U.S. Home Builder Confidence Index Surges to 19 In April
Economists surveyed by Bloomberg News had expected the index to rise to 16 in April from 15 in March. The index was at was at 17 in February, 15 in January, and 16 in December. The index also hit a cycle-low of 8 in January 2009.
The NAHB Housing Market Index measures builder perceptions of current single-family home sales, their sales expectations for the next six months, and the traffic of prospective buyers. Index levels over 50 indicate that more builders view sales conditions as good than poor.
All three index components rose in April. The current sales conditions component jumped 5 points to 20; the six-month sales expectations component rose 1 point to 25 -- exceeding its 2009 high of 24; and the component gauging traffic of prospective buyers surged 4 points to 14.
Although not as strong an indicator as the housing starts report or the new/existing home sales data compiled by the U.S. Commerce Department, or the S&P/Case-Shiller Home Price Survey, economists and market analysts still monitor the NAHB index because of the information on builder sentiment it provides. Essentially, it offers a window into the perceptions and confidence levels of builders -- a clue that has predicted the direction of activity in the housing sector. Nor does the housing market exist in a vacuum. When homes are purchased, homeowners tend to buy durable goods and big ticket items as well: furniture, appliances, landscaping equipment, home care supplies, etc. Upward trends in those sectors are good for the economy as a whole, and bullish signs for the U.S. stock market.

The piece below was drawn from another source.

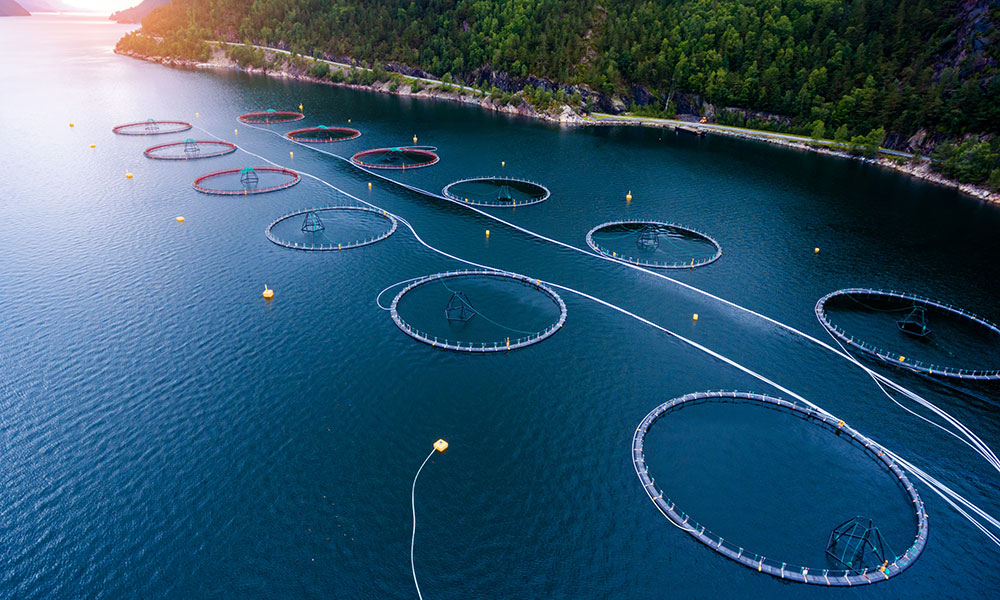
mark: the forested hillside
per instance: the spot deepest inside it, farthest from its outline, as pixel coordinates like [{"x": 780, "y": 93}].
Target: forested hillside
[{"x": 926, "y": 67}]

The April NAHB report's jump comes a pleasant surprise. For investors, it further confirms the U.S. economic recovery; for potential home buyers, it provides hope for improving housing market conditions ahead.
Nevertheless, it's important to keep in mind that one month is not enough to declare a trend, and that the index is still at a very low level. Home builder confidence will need to increase for several quarters before economists and sector analysts can comfortably declare that the nation's worst housing slump since the Great Depression is over.